Bristol Hearth Tax 1662-1673

Edited by: Roger Leech   Jonathan Barry   Alison Brown   Catherine Ferguson and Elizabeth Parkinson

British Record Society, vol. 135, Hearth Tax Series vol XI

Due to be published autumn 2018.

 

This edition publishes three transcripts of hearth tax material for Bristol: the 1670 Michaelmas hearth tax return from The National Archives in London (TNA) and the 1662 and 1668 listings from the Bristol Chimney Book housed in the Bristol Archives (BA). Alongside these are appendices contain supporting hearth tax transcripts covering outparishes within Gloucestershire in 1672 (TNA) and a Bristol Archives exemption certificate. This is the eleventh volume in the Hearth Tax Series produced on a county basis, published by the British Record Society in partnership with the British Academy Hearth Tax Project based at the Centre for Hearth Tax Research at the University of Roehampton. This edition is a co-publication with the Bristol Record Society.

 

The survival of several hearth tax listings for Bristol between 1662 and 1673 offers a detailed insight into the people and places of one of England’s leading provincial cities as it began a renewed period of growth and prosperity as an Atlantic trading port and manufacturing centre. With a wealth of names and topographical information about Bristolians, supplemented by several appendices with further documentary evidence and biographical data, this is an essential text for the local and early modern historian. The introductory essays also bring out the importance of these documents for understanding the workings of the hearth tax and government policy in Restoration England and draw valuable comparisons between Bristol and London and other towns and cities. The distribution of population and wealth across the city, and in particular its varied types of housing stock, can be closely analysed, revealing a city with a large and prosperous middling sort, but also substantial problems of poverty in some of its suburbs and back streets. Professor Roger Leech’s extensive research identifies the actual buildings inhabited by the heads of households listed in the hearth tax, making this volume of particular interest to vernacular architecture historians.

 

EDITORS

Professor Roger Leech is a graduate of the universities of Cambridge and Bristol, whose career in rescue archaeology in south-west and north-west England was followed by posts at the Royal Commission on the Historical Monuments of England (now part of English Heritage), first as Head of the former Ordnance Survey Archaeology Division and then as Head of Archaeology. A former President of the Society for Post Medieval Archaeology, he is now Visiting Professor of Archaeology in the University of Southampton, with his principal research interests in the historical archaeology of the early modern Atlantic world, focussing especially on Bristol, London and the Caribbean. He has so far published two of a series of topographical volumes on Bristol for the Bristol Record Society, as well as The Town House in Medieval and Early Modern Bristol (English Heritage, 2014).
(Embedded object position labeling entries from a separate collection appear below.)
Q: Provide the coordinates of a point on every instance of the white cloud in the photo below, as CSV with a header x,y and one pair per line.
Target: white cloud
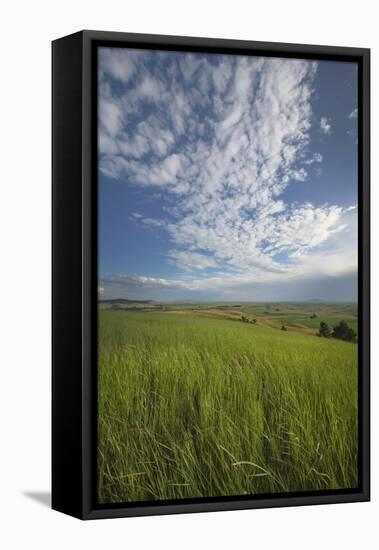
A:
x,y
226,156
325,125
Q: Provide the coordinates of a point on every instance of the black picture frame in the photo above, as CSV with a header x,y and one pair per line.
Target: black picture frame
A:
x,y
74,272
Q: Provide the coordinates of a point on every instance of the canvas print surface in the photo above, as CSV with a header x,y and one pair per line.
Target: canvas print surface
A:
x,y
227,275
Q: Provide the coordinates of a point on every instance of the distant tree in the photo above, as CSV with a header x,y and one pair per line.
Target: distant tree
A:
x,y
343,332
324,330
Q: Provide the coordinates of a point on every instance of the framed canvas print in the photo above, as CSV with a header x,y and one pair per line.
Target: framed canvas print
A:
x,y
210,274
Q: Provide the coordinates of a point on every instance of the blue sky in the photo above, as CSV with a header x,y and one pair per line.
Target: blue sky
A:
x,y
226,177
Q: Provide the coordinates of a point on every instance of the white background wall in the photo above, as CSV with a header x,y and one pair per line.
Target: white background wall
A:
x,y
26,31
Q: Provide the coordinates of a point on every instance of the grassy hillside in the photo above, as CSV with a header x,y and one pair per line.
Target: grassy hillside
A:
x,y
196,406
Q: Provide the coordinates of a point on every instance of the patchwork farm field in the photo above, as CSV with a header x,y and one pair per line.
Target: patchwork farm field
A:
x,y
207,400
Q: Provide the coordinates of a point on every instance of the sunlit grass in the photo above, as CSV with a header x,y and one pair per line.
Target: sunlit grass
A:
x,y
196,407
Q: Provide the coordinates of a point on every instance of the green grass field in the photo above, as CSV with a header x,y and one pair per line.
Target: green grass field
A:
x,y
199,405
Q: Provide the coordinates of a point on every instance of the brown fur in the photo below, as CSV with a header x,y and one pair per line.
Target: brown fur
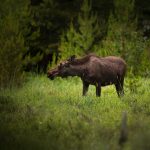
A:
x,y
98,71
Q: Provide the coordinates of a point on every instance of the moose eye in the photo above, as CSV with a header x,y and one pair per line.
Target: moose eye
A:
x,y
66,65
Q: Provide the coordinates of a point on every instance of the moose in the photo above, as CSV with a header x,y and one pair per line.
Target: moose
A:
x,y
93,70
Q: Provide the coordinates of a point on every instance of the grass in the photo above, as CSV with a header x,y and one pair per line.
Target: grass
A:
x,y
45,114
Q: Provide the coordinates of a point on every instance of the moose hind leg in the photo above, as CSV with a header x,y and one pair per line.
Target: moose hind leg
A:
x,y
119,88
98,90
85,88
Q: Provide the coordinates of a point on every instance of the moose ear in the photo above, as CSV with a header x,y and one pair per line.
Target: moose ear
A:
x,y
72,58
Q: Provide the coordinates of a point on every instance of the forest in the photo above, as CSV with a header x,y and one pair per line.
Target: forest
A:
x,y
38,113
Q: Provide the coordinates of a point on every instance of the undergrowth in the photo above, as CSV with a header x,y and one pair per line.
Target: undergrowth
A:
x,y
45,114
Professor Jonathan Barry is Professor of Early Modern History at the University of Exeter and has published extensively on the history of Bristol and South-West England c.1500-1800. He currently holds a Wellcome Trust Senior Investigator Award for his project on ‘The Medical World of Early Modern England, Wales and Ireland’, which will include a forthcoming book on medical practice in early modern Bristol.

Alison Brown was Archives Officer at Bristol Record Office for 24 years, during which she immersed herself in the history of Bristol and its archives and developed a keen interest in palaeography.

Dr Elizabeth Parkinson is a Senior Research Fellow at the Centre for Hearth Tax Research at the University of Roehampton and has been involved with the Hearth Tax Project there since its adoption by the British Academy in 2004.  She has contributed to most of the British Record Society’s Hearth Tax Series, produced in collaboration with the Hearth Tax Project, and is the acknowledged expert on the administration of the hearth tax 1662-1689.  Her publications include The Establishment of the Hearth Tax 1662-1666 (List and Index Society, 2008).

Dr Catherine Ferguson is General Editor of the British Record Society’s Hearth Tax Series and a Senior Research Fellow at the Centre for Hearth Tax Research at the University of Roehampton. This is the sixth Hearth Tax Series volume she has edited.